Large-scale phase-field study of anisotropic grain growth: Effects of misorientation-dependent grain boundary energy and mobility

Abstract

Three-dimensional grain growth behaviors under anisotropic (misorientation-dependent) grain boundary energy and mobility are investigated via phase-field simulations. Based on a multi-phase-field model and parallel graphics-processing unit computing on a supercomputer, very large-scale simulations with more than three million grains are achieved, enabling reliable statistical evaluation of anisotropic grain growth. The anisotropic boundary properties are introduced by the classical Read-Shockley and sigmoidal models; the threshold misorientation angle, Δθh, included in these models is used as a quantity to determine the anisotropy strength of the system. Systematic simulations are performed for different Δθh values, through which the correlations between the anisotropy strength and grain growth characteristics such as grain size and misorientation distributions are examined.
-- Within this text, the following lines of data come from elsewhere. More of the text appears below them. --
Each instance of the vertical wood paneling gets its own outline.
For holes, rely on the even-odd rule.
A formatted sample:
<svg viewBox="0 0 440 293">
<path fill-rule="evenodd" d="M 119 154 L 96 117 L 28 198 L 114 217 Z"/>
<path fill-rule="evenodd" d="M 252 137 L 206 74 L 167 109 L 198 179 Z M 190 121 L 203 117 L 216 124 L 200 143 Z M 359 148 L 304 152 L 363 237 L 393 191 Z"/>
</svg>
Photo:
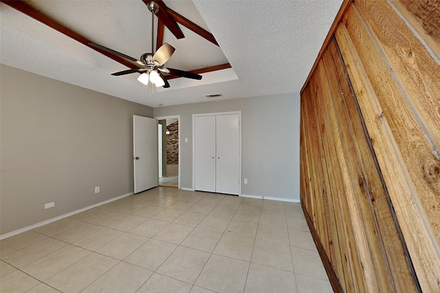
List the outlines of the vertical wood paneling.
<svg viewBox="0 0 440 293">
<path fill-rule="evenodd" d="M 437 12 L 401 1 L 344 8 L 301 92 L 301 200 L 344 292 L 440 288 L 440 66 L 404 19 Z"/>
</svg>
The obtained results show that anisotropic grain growth reaches the steady-state regime irrespective of the Δθh value. However, the kinetics and microstructural morphology during the steady-state growth are largely dependent on Δθh. Furthermore, by comparison with the simulated results, the applicability of analytical grain growth theories to anisotropic systems are tested. The tests reveal that the steady-state microstructure in anisotropic growth cannot be well captured by the existing theories, which is likely because the basic assumptions of the theories do not hold for anisotropic systems.